Question

If the coordinates of the mid points of a triangle be \[\left( {3, - 2} \right)\] , \[\left( { - 3,1} \right)\] and \[\left( {4, - 3} \right)\] , then find the coordinates of its vertices.

Answer 1

Hint: To find the vertices of the triangle, we firstly let the three vertices to be in variable form and then use the midpoint for finding the midpoints of the sides of the triangle using the considered points. After that, we just solve for both the \[x\] and \[y\] coordinates and obtain the vertices of the triangle.
 The midpoint formula,
 \[P\left( {X,Y} \right) = \left( {\dfrac{{x_1 + x_2}}{2},\dfrac{{y_1 + y_2}}{2}} \right)\]
Where, \[x_1\] and \[x_2\] are the \[x\] coordinates of the end points of the line segment and \[y_1\] and \[y_2\] are the \[y\] coordinates of the end points of the segment.

Complete step-by-step answer:
It is given that the coordinates of the mid points of the triangle are \[\left( {3, - 2} \right)\] , \[\left( { - 3,1} \right)\] and \[\left( {4, - 3} \right)\] ,
Let the vertices be \[\left( {x,y} \right)\] , \[\left( {a,b} \right)\] and \[\left( {d,e} \right)\]
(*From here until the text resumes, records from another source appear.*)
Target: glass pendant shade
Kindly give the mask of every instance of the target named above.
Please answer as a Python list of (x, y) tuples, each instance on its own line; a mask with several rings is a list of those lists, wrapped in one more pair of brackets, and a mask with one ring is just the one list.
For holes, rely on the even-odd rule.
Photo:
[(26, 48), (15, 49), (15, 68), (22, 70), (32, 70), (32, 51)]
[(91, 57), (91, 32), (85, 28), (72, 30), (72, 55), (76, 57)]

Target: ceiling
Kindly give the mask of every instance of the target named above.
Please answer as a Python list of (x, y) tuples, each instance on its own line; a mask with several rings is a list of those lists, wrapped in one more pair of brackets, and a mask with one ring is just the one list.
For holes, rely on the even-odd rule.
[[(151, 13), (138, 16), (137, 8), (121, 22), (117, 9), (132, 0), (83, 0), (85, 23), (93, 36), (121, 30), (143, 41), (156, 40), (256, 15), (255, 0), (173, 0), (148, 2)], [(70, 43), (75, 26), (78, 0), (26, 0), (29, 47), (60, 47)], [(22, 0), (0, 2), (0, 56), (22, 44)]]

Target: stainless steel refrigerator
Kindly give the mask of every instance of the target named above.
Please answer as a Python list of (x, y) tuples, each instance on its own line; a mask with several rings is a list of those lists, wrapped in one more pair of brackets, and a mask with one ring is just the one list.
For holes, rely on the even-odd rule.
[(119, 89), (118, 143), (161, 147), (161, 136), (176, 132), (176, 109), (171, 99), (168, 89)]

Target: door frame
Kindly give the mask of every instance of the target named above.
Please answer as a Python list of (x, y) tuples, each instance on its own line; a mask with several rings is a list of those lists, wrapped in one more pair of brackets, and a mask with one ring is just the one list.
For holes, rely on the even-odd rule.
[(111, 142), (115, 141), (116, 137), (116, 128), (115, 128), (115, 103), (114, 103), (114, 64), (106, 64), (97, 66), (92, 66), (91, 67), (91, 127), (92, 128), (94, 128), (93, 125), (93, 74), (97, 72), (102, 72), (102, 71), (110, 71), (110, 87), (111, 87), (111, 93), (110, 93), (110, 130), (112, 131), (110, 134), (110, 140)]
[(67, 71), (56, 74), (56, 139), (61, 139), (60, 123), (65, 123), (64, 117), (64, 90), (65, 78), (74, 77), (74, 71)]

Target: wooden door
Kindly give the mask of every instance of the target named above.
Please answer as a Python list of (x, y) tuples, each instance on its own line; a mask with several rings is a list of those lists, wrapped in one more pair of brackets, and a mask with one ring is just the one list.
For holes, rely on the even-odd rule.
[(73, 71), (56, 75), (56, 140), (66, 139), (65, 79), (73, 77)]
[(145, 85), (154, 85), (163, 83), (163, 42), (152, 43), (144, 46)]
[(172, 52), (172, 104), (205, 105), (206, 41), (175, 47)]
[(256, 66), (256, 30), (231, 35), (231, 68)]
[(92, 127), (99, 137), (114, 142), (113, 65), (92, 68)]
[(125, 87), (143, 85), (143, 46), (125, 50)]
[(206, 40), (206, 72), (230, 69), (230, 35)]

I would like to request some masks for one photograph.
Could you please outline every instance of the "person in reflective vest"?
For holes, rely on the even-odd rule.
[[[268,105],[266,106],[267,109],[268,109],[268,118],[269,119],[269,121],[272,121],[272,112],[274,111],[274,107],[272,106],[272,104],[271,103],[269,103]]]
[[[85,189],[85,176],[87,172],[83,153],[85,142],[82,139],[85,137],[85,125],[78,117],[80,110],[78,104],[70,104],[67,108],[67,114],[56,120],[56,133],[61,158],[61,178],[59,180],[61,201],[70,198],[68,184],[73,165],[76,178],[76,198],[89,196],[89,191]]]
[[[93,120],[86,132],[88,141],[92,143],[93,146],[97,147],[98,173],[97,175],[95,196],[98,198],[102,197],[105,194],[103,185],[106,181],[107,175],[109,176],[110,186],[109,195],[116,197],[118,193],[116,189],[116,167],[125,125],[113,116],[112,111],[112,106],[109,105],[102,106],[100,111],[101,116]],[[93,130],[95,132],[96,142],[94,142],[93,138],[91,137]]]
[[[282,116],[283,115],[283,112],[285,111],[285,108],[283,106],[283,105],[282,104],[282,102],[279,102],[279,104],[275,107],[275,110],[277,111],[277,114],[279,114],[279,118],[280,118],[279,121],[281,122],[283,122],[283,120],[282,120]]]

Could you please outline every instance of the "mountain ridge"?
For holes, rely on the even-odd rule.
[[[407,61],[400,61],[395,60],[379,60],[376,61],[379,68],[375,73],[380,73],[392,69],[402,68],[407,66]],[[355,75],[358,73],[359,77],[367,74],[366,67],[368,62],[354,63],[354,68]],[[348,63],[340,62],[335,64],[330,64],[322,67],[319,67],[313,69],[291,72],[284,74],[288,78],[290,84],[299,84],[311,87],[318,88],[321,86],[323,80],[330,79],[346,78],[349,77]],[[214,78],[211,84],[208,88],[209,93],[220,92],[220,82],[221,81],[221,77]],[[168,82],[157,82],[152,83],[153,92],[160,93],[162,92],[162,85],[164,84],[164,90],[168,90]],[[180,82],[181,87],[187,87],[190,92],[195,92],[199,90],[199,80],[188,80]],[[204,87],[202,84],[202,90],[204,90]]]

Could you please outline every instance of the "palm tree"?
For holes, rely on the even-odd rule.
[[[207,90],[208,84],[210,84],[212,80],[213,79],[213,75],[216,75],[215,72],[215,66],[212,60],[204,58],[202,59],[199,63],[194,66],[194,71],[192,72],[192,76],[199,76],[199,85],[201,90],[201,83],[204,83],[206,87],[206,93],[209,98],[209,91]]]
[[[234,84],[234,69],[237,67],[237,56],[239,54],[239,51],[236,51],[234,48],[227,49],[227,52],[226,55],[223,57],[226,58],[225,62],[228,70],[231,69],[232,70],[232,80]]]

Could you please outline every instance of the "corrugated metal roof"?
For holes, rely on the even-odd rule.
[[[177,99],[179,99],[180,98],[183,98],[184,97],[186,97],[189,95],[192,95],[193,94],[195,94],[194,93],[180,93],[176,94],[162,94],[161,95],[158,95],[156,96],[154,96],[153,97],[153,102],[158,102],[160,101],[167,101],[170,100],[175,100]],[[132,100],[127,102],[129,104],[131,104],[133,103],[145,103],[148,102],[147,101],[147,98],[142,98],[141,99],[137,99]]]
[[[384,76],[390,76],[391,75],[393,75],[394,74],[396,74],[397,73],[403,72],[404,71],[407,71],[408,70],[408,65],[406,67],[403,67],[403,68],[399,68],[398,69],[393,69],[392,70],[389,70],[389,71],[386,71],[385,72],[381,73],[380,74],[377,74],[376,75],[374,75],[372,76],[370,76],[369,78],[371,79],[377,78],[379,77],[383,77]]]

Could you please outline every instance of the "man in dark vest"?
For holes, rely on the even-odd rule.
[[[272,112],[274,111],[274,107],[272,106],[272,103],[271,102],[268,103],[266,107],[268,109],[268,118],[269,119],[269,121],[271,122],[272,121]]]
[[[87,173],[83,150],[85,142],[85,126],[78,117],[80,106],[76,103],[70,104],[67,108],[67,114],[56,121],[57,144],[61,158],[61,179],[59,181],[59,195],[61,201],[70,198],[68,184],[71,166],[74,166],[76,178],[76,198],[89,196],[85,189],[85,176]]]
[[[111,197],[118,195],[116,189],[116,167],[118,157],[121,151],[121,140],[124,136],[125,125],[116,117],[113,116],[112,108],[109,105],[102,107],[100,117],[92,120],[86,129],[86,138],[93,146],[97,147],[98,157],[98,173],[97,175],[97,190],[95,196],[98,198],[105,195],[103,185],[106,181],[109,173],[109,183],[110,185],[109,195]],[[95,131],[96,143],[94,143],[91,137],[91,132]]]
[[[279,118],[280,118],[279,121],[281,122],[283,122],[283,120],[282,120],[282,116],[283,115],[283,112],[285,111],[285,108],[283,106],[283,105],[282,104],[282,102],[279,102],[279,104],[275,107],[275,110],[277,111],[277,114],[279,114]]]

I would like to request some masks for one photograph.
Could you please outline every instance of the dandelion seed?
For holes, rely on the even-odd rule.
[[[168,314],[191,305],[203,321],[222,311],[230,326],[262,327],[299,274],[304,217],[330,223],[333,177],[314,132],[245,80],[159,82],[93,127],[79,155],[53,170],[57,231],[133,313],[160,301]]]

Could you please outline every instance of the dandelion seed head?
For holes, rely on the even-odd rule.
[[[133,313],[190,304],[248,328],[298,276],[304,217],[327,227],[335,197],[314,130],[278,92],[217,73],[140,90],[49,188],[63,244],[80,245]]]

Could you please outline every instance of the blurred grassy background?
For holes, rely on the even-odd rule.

Now, in order to find the coordinates of the vertices,
We use the midpoint formula, i.e.
 \[P\left( {X,Y} \right) = \left( {\dfrac{{x_1 + x_2}}{2},\dfrac{{y_1 + y_2}}{2}} \right)\]
So, for the side \[AB\] , the midpoint, \[D\] is given by
 $
  \left( {3, - 2} \right) = \left( {\dfrac{{x + a}}{2},\dfrac{{y + b}}{2}} \right) \\
   \Rightarrow x + a = 6 \\
  y + b = - 4 - - - - \left( 1 \right) \;
 $
For the side \[AC\] , the midpoint \[F\] is given by
 $
  \left( { - 3,1} \right) = \left( {\dfrac{{x + d}}{2},\dfrac{{y + e}}{2}} \right) \\
   \Rightarrow x + d = - 6 \\
  y + e = 2 - - - - - \left( 2 \right) \;
 $
For side \[BC\] , the midpoint \[E\] is given by
 $
  \left( {4, - 3} \right) = \left( {\dfrac{{a + d}}{2},\dfrac{{b + e}}{2}} \right) \\
   \Rightarrow a + d = 8 \\
  b + e = - 6 - - - - - - \left( 3 \right) \;
 $
Solving equations \[\left( 2 \right)and\left( 3 \right)\] ,
 $
  x + d = - 6 \\
  y + e = 2 \\
  a + d = 8 \\
  b + e = - 6 \\
   \Rightarrow - 6 - x = 8 - a \\
   \Rightarrow a - x = 14 - - - - \left( 4 \right) \\
  and \; 2 - y = - 6 - b \\
   \Rightarrow b - y = - 8 - - - - - \left( 5 \right) \;
 $
Using \[\left( 4 \right)\] and \[\left( 5 \right)\] in \[\left( 1 \right)\]
 $
  x + a = 6 \\
  a - x = 14 \\
   \Rightarrow 2a = 20 \\
   \Rightarrow a = 10 \\
  \therefore x = 6 - a = 6 - 10 = - 4 \;
 $
Solving for the values of \[y\] and \[b\]
 $
  y + b = - 4 \\
  b - y = - 8 \\
   \Rightarrow 2b = - 12 \\
   \Rightarrow b = - 6 \\
  \therefore y = - 4 - b = - 4 + 6 = 2 \;
 $
Hence the points \[A\] and \[B\] are \[\left( { - 4,2} \right)\] and \[\left( {10, - 6} \right)\] respectively.
Finding the vertex \[C\] ,
From \[\left( 3 \right)\] ,
 \[d = 8 - a = 8 - 10 = - 2\]
And
 \[e = - 6 - b = - 6 + 6 = 0\]
So, the vertex \[C\] is \[\left( { - 2,0} \right)\]
Therefore, the coordinates of the vertices of the triangle are:
 \[\left( { - 4,2} \right),\left( {10, - 6} \right),\left( { - 2,0} \right)\]
So, the correct answer is “ \[\left( { - 4,2} \right),\left( {10, - 6} \right),\left( { - 2,0} \right)\] ”.

Note: The midpoint formula is used to find the middle point of a line segment and is obtained simply by adding the coordinates and dividing it by \[2\] . This same thing is done for the \[x\] coordinates and the \[y\] coordinates of the end points of the segment.